Peritonitis, unspecified
ICD-10 K65.9 is a billable code used to indicate a diagnosis of peritonitis, unspecified.
Peritonitis is an inflammation of the peritoneum, the membrane lining the abdominal cavity and covering the abdominal organs. This condition can arise from various causes, including bacterial or fungal infections, perforation of abdominal organs, or as a complication of other gastrointestinal diseases such as appendicitis or diverticulitis. Clinically, patients may present with abdominal pain, tenderness, fever, nausea, and vomiting. The anatomy involved includes the peritoneum, which plays a crucial role in protecting abdominal organs and facilitating movement. Disease progression can lead to severe complications, including sepsis and organ failure if not promptly diagnosed and treated. Diagnostic considerations for peritonitis include physical examination findings, imaging studies such as ultrasound or CT scans, and laboratory tests to identify infectious agents. The unspecified nature of K65.9 indicates that the specific cause of peritonitis has not been determined, necessitating further investigation to guide treatment.

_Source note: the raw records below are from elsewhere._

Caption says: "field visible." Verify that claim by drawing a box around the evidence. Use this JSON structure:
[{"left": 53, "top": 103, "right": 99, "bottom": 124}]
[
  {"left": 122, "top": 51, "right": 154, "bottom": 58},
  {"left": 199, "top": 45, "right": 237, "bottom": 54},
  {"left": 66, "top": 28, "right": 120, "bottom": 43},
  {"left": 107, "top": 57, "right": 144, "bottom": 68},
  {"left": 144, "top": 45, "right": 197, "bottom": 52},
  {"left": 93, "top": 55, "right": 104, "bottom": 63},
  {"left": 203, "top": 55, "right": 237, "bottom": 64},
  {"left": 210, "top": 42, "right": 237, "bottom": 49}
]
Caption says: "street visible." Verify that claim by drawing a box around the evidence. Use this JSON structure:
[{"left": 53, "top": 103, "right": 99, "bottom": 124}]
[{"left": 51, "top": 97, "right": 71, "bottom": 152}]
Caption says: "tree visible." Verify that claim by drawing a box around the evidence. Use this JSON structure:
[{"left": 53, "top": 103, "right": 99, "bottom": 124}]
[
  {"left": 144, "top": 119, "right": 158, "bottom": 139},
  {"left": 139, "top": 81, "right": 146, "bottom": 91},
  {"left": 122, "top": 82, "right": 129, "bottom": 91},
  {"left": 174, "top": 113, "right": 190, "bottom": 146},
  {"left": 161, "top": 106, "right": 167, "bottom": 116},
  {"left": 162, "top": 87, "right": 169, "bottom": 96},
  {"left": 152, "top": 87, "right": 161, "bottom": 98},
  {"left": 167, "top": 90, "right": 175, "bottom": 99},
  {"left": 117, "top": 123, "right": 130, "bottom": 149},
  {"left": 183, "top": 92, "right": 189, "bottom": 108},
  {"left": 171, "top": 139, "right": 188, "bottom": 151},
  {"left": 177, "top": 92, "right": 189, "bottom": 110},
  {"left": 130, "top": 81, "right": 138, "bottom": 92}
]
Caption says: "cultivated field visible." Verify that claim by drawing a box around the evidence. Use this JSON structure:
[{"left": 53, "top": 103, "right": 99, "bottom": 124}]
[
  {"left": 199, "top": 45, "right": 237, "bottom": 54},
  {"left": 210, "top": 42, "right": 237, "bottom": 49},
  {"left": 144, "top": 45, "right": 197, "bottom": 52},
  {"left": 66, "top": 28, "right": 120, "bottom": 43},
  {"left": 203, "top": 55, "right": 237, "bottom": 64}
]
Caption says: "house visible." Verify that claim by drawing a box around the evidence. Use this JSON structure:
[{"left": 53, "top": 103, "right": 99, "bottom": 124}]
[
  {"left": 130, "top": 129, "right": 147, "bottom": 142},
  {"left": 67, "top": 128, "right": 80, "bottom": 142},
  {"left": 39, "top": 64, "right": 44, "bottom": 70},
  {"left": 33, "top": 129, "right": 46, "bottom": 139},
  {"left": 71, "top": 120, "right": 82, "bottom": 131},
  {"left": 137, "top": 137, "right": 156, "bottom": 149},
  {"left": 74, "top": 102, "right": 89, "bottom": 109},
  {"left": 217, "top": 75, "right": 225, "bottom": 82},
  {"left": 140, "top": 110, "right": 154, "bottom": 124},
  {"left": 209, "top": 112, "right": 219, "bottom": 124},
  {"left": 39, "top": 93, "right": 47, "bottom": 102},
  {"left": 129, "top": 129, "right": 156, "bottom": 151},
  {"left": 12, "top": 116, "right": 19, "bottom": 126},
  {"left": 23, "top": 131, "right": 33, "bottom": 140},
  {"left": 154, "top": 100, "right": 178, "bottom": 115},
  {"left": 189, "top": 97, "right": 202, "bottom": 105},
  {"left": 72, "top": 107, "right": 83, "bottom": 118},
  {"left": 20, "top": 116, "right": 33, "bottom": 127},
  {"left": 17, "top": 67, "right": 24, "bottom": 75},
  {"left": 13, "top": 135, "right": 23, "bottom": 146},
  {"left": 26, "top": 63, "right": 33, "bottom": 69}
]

Standard ICD-10-CM documentation requirements apply
Various clinical presentations within this specialty area
Follow specialty-specific billing guidelines
Standard ICD-10-CM documentation requirements apply
Various clinical presentations within this specialty area
Follow specialty-specific billing guidelines
K65.9 covers peritonitis of unspecified origin, which may include cases resulting from infections, perforations, or other gastrointestinal disorders without a specified cause.
K65.9 should be used when the cause of peritonitis is not clearly defined or when further diagnostic workup is ongoing. If a specific etiology is identified, a more specific code should be selected.
Documentation should include clinical findings, symptoms, diagnostic imaging results, and any laboratory tests that support the diagnosis of peritonitis, even when the cause is unspecified.